The European delegation — with representatives from France, Germany, and Luxembourg — questioned Salameh through another Lebanese judge, acting as a go-between. Under Lebanese laws, they cannot directly question Salameh.
The session lasted around six hours and another session was scheduled for Friday, judicial officials said, speaking on condition of anonymity as they were not authorized to speak to the media.
Salameh gave no statements to the media after Thursday’s questioning.
Judge Helena Iskandar, representing the Lebanese state in the questioning and the European probe, has charged Salameh, his brother Raja and associate Marianne Hoayek with corruption, judicial officials told The Associated Press on Wednesday.

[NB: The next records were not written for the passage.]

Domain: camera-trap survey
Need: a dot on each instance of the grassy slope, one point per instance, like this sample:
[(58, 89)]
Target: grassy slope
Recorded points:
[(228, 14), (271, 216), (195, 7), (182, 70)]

She urged the Lebanese judge questioning Salameh on behalf of the European delegation to order Salameh’s arrest and that of the other two suspects, the officials said. However, no warrant was issued. Also, officials said Thursday that earlier statements about an arrest warrant issued for Salameh had been incorrect.
In addition to the European probe, there are other legal proceedings against Salameh underway in Lebanon. In late February, Beirut’s public prosecutor, Raja Hamoush, charged the same three suspects — the governor, his brother and the aide — with corruption, including embezzling public funds, forgery, illicit enrichment, money-laundering and violation of tax laws.
Lebanon is grappling with the worst economic and financial crisis in its modern history, an economic meltdown that began in late 2019, rooted in decades of corruption and mismanagement by the country’s political class. More than 75% of the tiny nation’s population of 6 million has been plunged into poverty.
Salameh was once hailed as the guardian of Lebanon’s financial stability, but many in the country now hold him responsible for the crisis, citing policies that drove up national debt. He still enjoys backing from the country’s top politicians, however. His term ends in July and he has told local media that he would like to step down from his post instead of pursuing another term.
Salameh’s questioning by the European team is a major breakthrough and a development free from meddling by political players, according to Nizar Saghieh, a rights lawyer and co-founder of Lebanese watchdog group Legal Agenda.
“Such autonomy in defending the state’s interests might open lots of doors and limit the political hegemony,” Saghieh added.